Review articles

By Dr. Anna D'urso , Dr. Silvia Del Prete , Dr. Emanuela Coppotelli
Corresponding Author Dr. Silvia Del Prete
Department of Oral and Maxillofacial Sciences, Sapienza University of Rome, Via Caserta 6 - Italy
Submitting Author Dr. Silvia Del Prete
Other Authors Dr. Anna D'urso
Department of Oral and Maxillofacial Sciences, Sapienza University of Rome, - Italy

Dr. Emanuela Coppotelli
Department of Oral and Maxillofacial Sciences, Sapienza University of Rome, - Italy


Headaches, TMD, Adult population, Female sex, Morphological and Genetic, Inflammatory mediators, Neurotransmitters, Parafunctional habits, Depression and Mood disorders

D'urso A, Del Prete S, Coppotelli E. Temporomandibular disorders and Headaches: associative risk factors. WebmedCentral ORTHODONTICS 2015;6(1):WMC004792
doi: 10.9754/journal.wmc.2015.004792

This is an open-access article distributed under the terms of the Creative Commons Attribution License(CC-BY), which permits unrestricted use, distribution, and reproduction in any medium, provided the original author and source are credited.
Submitted on: 01 Jan 2015 03:54:10 PM GMT
Published on: 02 Jan 2015 02:02:53 PM GMT


Temporomandibular disorders (TMDs) and headaches are closely linked, and this has been proven by several studies in the literature. Although it was clarified the association between the two diseases, little is known about the etiology that determine the onset of both disorders.

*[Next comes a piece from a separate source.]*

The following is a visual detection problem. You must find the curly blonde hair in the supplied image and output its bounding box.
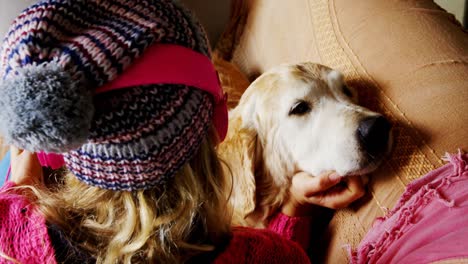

The purpose of this work is to investigate the risk factors present in both disorders, such as adulthood, female sex, morphological and genetic factors, inflammatory mediators, neurotransmitters, parafunctions and mood disorders, with the aim of review, analyze and evaluate the etiological hypotheses proposed in the literature.


Temporomandibular disorders (TMDs) are conditions of musculoskeletal pain characterized by pain in the temporomandibular joint and/or at the level of the masticatory muscles.

TMD pain is a very common problem, affecting approximately 7-15% of the population (1). TMD pain is 1.5-2 times more common in women than in men and 80% of the treated cases are women (2).

Headache is a painful disease in neuro-cranial localization and distribution of pain does not coincide with the territory of innervation. This definition is applicable for headaches but must be distinguished from the cranial neuralgia. Headache involves the activation of the fibers that innervate structures painful intra and extra cranial (3).

Headache is perhaps the most widespread disease; few people are spared during their life by at least one episode of headache. It is estimated that about 90% of the total population, in a year, has had at least one episode of headache, and that in 40% of cases the attack is disabling (4). Headache prefer adulthood (20-50 years) and economically productive life, but does not spare even children, adolescents and the elderly and is prevalent in developed countries than in developing (5).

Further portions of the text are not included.